There was a “big bang”, Abu-Izneid said, but at the time she couldn’t process what was happening. While the projectile missed both women, it hit the top corner of the room and exploded close to Abu-Izneid, showering her in shrapnel that embedded in her chest, face and eye. The bullet hole in the window frame of Ranem Abu-Izneid’s student accommodation near Jerusalem.

“I looked at my friend, and she was covered in blood. Later on, I found out it wasn’t her blood, it was actually the blood coming out of my eye. There was blood everywhere, and I didn’t expect to live,” Abu-Izneid said.

“No one should live this fear.” Photos of the bullet and Abu-Izneid’s facial injuries taken shortly after the incident have been seen by this masthead, along with medical reports from hospitals that treated her in Ramallah and Jerusalem. Sitting in the harsh light of Melbourne Airport’s arrivals terminal on Sunday, Abu-Izneid said she was grateful to be home with family, but fears her injuries will prevent her from becoming a dentist.

Her face and chest are marred by wounds, with stitches holding together a larger cut on her chin. A patch covers her ruptured right eye, and pieces of metal remain in the eye socket. She is unable to see out of her right eye and is likely to need further surgery.

Hospital staff were awaiting her arrival after the plane landed. “My dreams have come crashing down in an instant. It’s all over.

I wanted to achieve my dreams of becoming a dentist, but I don’t think that’s possible any more,” Abu-Izneid said. “I don’t even look like me ..
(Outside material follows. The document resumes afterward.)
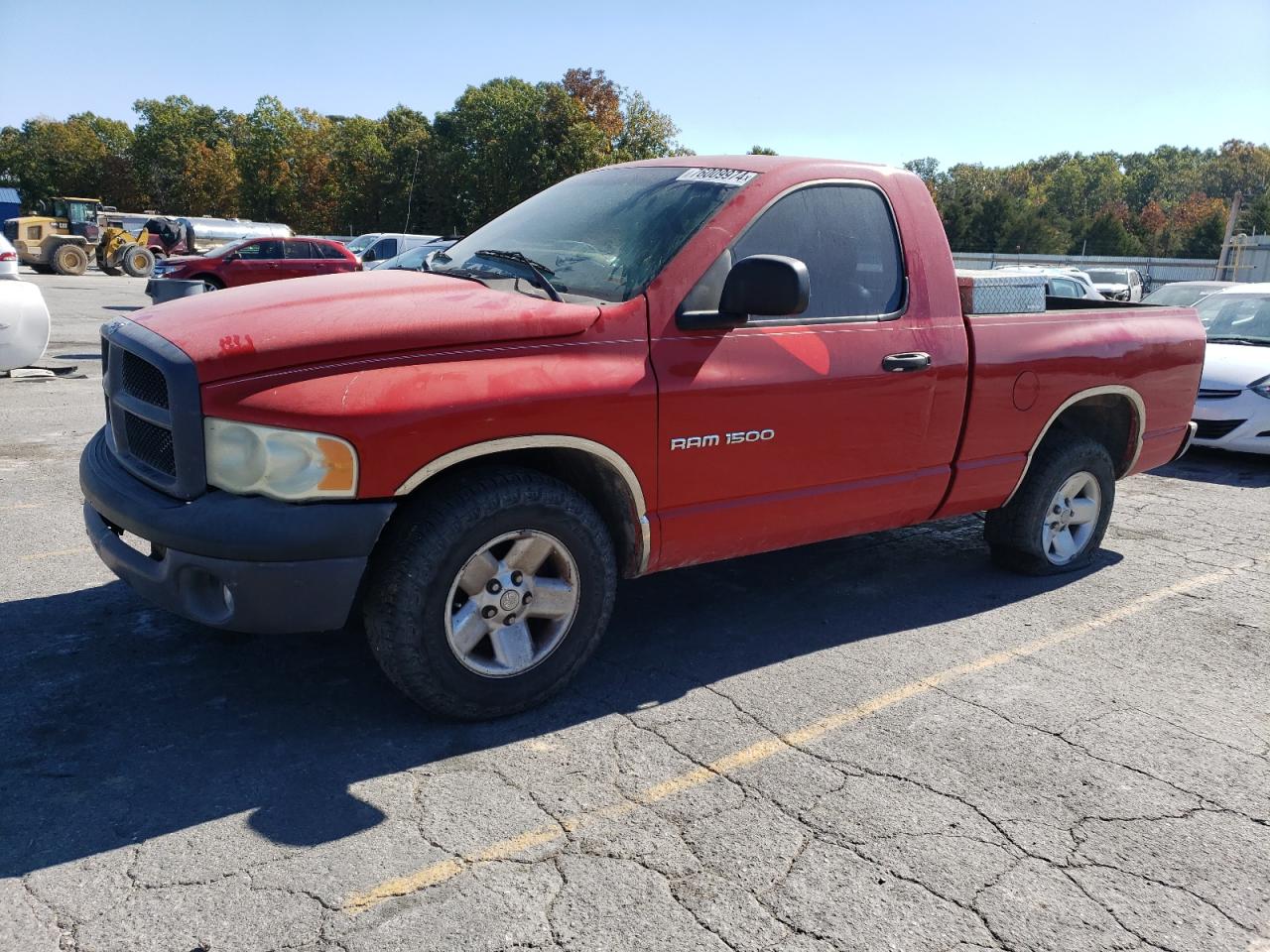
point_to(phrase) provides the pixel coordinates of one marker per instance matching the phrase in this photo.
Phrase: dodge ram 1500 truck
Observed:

. I just want to be me again.” Mazen Alkhatib, the dean of student affairs at Al-Quds University, said the community was struggling to understand why the alleged shooting happened in what is considered a “safe area”.
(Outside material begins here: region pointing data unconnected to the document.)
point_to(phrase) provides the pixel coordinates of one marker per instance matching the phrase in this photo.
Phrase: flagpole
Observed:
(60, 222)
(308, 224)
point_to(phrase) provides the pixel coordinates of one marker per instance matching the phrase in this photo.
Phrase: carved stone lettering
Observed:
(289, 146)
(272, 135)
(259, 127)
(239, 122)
Abu-Izneid’s family wants an independent investigation into the incident, and has urged the Australian government to act. “We demand the Australian government formally and transparently investigate this,” her mother, Rana Abu-Izneid, said on Sunday. “We are innocent civilians – she lived in a safe area, we could have never imaged this to be the case.

” Rana, a dentist, sobbed as she embraced her daughter for the first time since she was injured. Ranem clutched red roses, handed to her by one of her family and friends. “For me, she’s still a child.

Just 20 years of age, suffering this ...

Since she was shot to this moment, it’s felt like years,” Rana said. Friends and family members give Abu-Izneid roses after her arrival home. Credit: Wayne Taylor “She has been looking forward to being a dentist since she was 15 years old.

I’m not sure if this incident will maybe stop her, but she’s brave.” Prime Minister Anthony Albanese’s office said the Department of Foreign Affairs and Trade had provided consular assistance while the 20-year-old was in Jordan. “Our thoughts are with her and her family as she recovers.

We are limited in what we can say as she has a right to privacy,” a spokesperson said. Foreign Minister Penny Wong’s office has been contacted for comment, along with the Israeli embassy in Australia and the Israel Defence Forces. Abu-Izneid’s father, Dr Tareq Abu-Izneid, a medical academic from Monash University, travelled overseas to accompany his daughter home after she entered Jordan via the Allenby border crossing on November 20.

He said his priority was to ensure his daughter gets the best medical care possible in Australia, and has every chance to have her sight restored and return to the field she loves so much. “Until the last day of my life, I will want her to be a dentist. If I have to, I will quit my job, I will go with her, and I want to help her do whatever she wants.